Il est des infos qui réjouissent le vieux crocodile que je suis. J’ai très longuement, en large et en travers et en profondeur, pratiqué les délicieuses réunions de service, les terriblement soporifiques du début de l’après-midi, les sinistres du lundi matin glauque, et les autres, avec les rituels retardataires qui s’excusent à peine, les inévitables gloseurs retors, empêcheurs d’en terminer enfin, sans compter toutes celles, invertébrées, qui finissaient en eau de boudin, sans rien de concret, pures pertes de temps.

Eh bien c’est pire maintenant ! Eh oui : il y a les mobiles pour noircir encore le tableau, et toutes celles-et-ceux qui zieutent leurs mobiles en loucedé ou les manipulent d’un air dégagé pendant que les autres bavassent ou planchent sur leur laborieux Powerpoint des chiffres des ventes de la semaine écoulée. Bien évidemment ils sont en mode silencieux, les mobiles, ça tout le monde sait faire, mais les orateurs peuvent flûter, rien à cirer : le mobile d’abord, des fois qu’on louperait quelque chose, un touïtt, un bobard, un coucou de la copine, ou Dieu sait quoi. Je suis bien heureux d’y avoir échappé. Si un jour je dois rempiler, pas de pitié : on laissera les mobiles au vestiaire.

Et puis je lis – honnêtement je m’en fous un peu, je n’ai pas d’actions Casino – que le groupe en question a vu sa cote boursière chuter méchamment : des malins ont répandu des infos pas vraiment fausses mais alarmistes sur les réseaux Touïtteur, et ça a eu l’effet escompté : ça baisse. On subodore des manoeuvres de gus qui vendent à découvertshort selling en rosbif, soit en jargon d’initié : qui shortent. C’est super, le short : on vend 2.000 actions Macheprot à 50 euros pièce au cours du jour, actions qu’on ne possède pas : on ne les a pas achetées  ! pas grave… on régularisera en fin de mois boursier en les achetant vraiment. Et si en fin de mois elles ont baissé, disons 40 euros, on empoche 20.000 euros de bénèf’ – moins les frais de l’opération, bien entendu.
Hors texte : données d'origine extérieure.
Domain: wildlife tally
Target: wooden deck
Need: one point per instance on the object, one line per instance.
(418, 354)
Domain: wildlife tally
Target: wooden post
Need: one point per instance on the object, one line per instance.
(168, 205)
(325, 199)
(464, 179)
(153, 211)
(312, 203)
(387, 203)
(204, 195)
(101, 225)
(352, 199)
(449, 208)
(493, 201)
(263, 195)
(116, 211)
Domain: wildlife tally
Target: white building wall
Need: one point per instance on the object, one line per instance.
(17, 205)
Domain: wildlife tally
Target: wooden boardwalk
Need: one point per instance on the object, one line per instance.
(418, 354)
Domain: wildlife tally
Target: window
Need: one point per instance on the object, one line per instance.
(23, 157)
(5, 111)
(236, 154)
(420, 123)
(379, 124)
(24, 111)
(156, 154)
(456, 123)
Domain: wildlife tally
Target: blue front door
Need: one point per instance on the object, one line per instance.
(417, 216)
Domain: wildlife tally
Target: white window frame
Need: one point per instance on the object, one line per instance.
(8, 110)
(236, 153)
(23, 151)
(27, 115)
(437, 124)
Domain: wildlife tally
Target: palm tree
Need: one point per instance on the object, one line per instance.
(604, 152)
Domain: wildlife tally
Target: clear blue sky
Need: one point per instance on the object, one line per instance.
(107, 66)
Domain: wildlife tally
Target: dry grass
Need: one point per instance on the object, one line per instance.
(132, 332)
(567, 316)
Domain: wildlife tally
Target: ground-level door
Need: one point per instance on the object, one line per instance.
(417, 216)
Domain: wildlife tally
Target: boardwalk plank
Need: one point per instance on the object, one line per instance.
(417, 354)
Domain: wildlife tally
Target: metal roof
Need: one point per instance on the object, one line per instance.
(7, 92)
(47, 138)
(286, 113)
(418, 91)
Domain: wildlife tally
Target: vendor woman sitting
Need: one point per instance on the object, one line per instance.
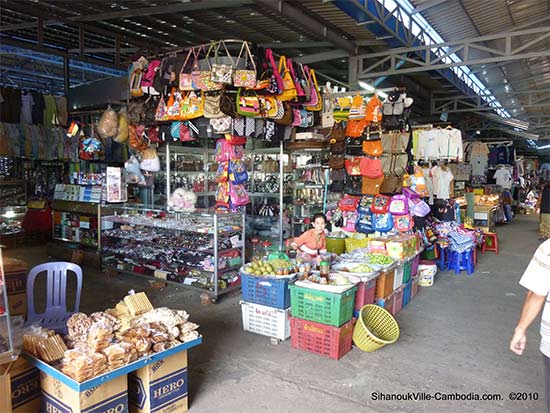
(312, 242)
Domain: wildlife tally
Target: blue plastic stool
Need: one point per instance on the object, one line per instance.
(462, 261)
(56, 314)
(443, 259)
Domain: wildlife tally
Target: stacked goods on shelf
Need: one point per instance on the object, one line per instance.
(266, 297)
(195, 249)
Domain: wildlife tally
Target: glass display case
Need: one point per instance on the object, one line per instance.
(201, 249)
(310, 183)
(6, 338)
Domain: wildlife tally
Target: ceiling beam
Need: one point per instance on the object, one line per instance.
(166, 9)
(320, 57)
(428, 4)
(308, 22)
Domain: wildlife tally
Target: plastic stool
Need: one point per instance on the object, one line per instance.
(443, 257)
(462, 261)
(493, 239)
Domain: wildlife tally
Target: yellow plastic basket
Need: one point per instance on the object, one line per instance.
(375, 328)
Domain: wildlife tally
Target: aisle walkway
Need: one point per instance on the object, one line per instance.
(454, 338)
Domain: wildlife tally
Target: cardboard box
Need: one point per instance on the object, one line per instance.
(18, 304)
(24, 386)
(160, 387)
(110, 397)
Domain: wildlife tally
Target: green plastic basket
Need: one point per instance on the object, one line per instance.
(323, 307)
(407, 270)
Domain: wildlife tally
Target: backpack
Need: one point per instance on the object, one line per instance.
(380, 204)
(403, 223)
(382, 222)
(399, 205)
(364, 224)
(237, 172)
(365, 205)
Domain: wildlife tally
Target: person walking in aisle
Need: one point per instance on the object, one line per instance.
(536, 279)
(543, 205)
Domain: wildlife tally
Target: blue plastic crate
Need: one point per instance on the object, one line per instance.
(407, 293)
(272, 292)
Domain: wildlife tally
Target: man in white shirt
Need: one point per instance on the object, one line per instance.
(503, 178)
(536, 279)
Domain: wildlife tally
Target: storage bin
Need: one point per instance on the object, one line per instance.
(365, 294)
(333, 342)
(407, 291)
(272, 292)
(267, 321)
(398, 277)
(384, 283)
(414, 289)
(397, 300)
(414, 267)
(321, 306)
(407, 268)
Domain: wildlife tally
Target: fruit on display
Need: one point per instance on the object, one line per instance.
(380, 259)
(276, 266)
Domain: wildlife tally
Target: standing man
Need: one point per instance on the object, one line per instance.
(536, 279)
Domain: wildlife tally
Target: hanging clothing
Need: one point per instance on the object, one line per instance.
(50, 112)
(61, 106)
(442, 182)
(38, 108)
(503, 177)
(27, 103)
(479, 164)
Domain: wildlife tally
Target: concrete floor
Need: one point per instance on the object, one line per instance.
(454, 338)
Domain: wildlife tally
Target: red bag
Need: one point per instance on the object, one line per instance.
(371, 167)
(349, 203)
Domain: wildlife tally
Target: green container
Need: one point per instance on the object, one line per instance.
(407, 270)
(336, 245)
(332, 309)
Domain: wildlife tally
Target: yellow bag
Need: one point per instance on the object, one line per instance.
(289, 89)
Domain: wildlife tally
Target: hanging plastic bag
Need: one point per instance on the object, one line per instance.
(108, 124)
(122, 135)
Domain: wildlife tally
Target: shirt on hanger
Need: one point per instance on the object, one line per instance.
(503, 177)
(442, 180)
(479, 164)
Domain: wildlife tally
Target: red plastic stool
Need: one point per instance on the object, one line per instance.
(493, 239)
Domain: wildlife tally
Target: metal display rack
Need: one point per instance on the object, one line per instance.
(156, 244)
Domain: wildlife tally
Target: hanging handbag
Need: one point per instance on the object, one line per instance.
(395, 142)
(202, 77)
(372, 148)
(192, 105)
(371, 186)
(222, 73)
(382, 222)
(353, 166)
(245, 77)
(185, 78)
(355, 128)
(288, 91)
(212, 109)
(248, 103)
(238, 195)
(221, 125)
(348, 203)
(371, 167)
(336, 162)
(237, 172)
(380, 204)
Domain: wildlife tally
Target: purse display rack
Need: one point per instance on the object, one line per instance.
(202, 250)
(309, 187)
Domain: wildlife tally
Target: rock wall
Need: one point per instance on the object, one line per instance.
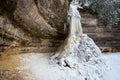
(107, 38)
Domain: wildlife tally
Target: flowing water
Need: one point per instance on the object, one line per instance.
(78, 58)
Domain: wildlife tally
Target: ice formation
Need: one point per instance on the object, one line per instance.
(79, 51)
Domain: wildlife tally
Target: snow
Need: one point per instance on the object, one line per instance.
(41, 68)
(114, 62)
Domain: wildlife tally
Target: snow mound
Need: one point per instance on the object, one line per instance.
(83, 56)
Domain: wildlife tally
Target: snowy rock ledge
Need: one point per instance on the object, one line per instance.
(82, 56)
(78, 60)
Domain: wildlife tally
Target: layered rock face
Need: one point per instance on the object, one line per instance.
(40, 23)
(36, 22)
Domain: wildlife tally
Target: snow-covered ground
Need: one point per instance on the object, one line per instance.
(113, 60)
(38, 65)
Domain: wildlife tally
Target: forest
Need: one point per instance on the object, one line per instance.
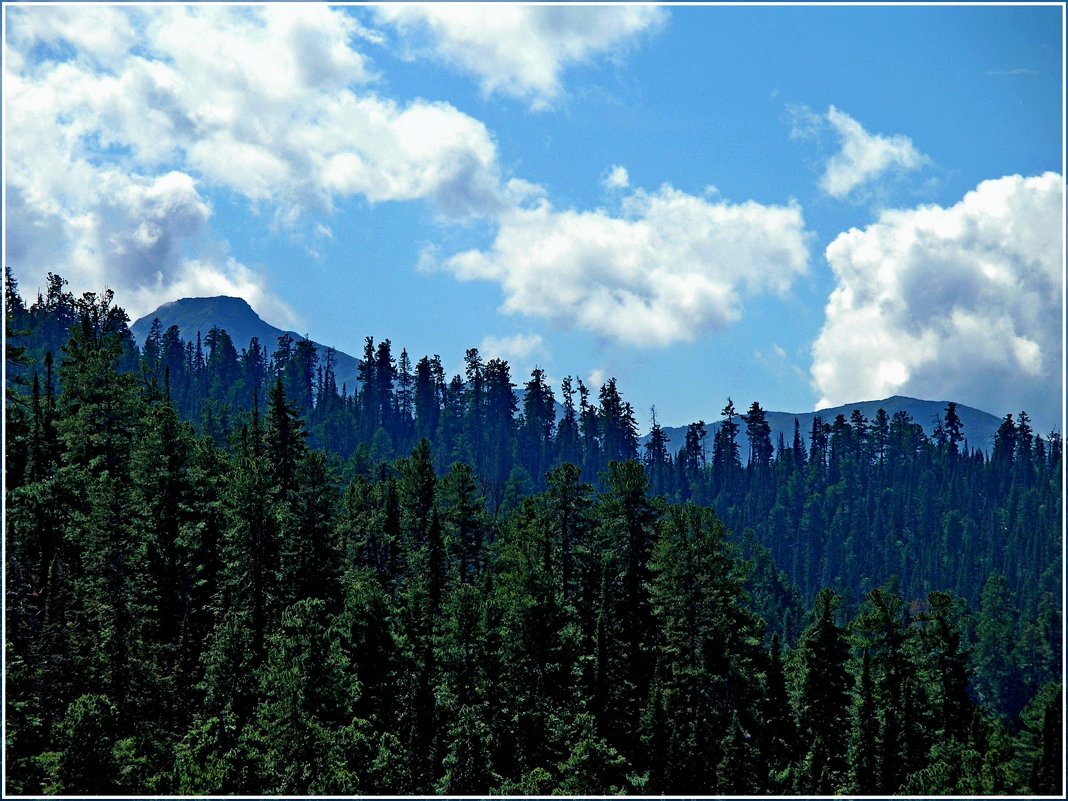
(226, 575)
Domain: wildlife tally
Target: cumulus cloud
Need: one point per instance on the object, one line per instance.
(519, 50)
(960, 303)
(116, 127)
(518, 348)
(670, 267)
(862, 158)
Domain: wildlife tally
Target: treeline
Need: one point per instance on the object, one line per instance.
(228, 609)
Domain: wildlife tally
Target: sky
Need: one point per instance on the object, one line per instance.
(798, 205)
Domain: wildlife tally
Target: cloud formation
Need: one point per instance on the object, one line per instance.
(116, 127)
(669, 268)
(960, 303)
(518, 348)
(519, 50)
(862, 158)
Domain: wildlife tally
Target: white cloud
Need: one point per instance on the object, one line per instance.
(518, 348)
(864, 156)
(520, 50)
(617, 177)
(596, 379)
(120, 120)
(960, 303)
(671, 266)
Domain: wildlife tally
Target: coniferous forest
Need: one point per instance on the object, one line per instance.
(226, 574)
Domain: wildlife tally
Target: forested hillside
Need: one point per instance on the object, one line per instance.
(228, 575)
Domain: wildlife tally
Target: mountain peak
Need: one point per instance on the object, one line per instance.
(237, 318)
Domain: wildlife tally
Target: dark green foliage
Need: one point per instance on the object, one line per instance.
(223, 578)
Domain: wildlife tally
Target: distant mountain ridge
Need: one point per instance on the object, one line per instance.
(979, 427)
(238, 319)
(241, 323)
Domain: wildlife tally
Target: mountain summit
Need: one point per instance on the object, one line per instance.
(238, 319)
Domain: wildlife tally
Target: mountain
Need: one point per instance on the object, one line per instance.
(979, 427)
(238, 319)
Evidemment le shorting (quelle horreur) n’est juteux que si l’action baisse ! c’est pervers, c’est exactement l’inverse de ce qu’un boursicoteur normal attend de ses actions. D’où l’intérêt de lui mettre la tête sous l’eau, à la maison Macheprot, de répandre des bobards nauséabonds, etc.

Vous trouvez ça normal, vous ? moi non. En fait c’est de la sale magouille. Mais c’est la vie moderne, pas vrai ? attention, vous allez vous emplafonner un lampadaire… regardez donc vos pieds au lieu de bidouiller votre Haï-faune.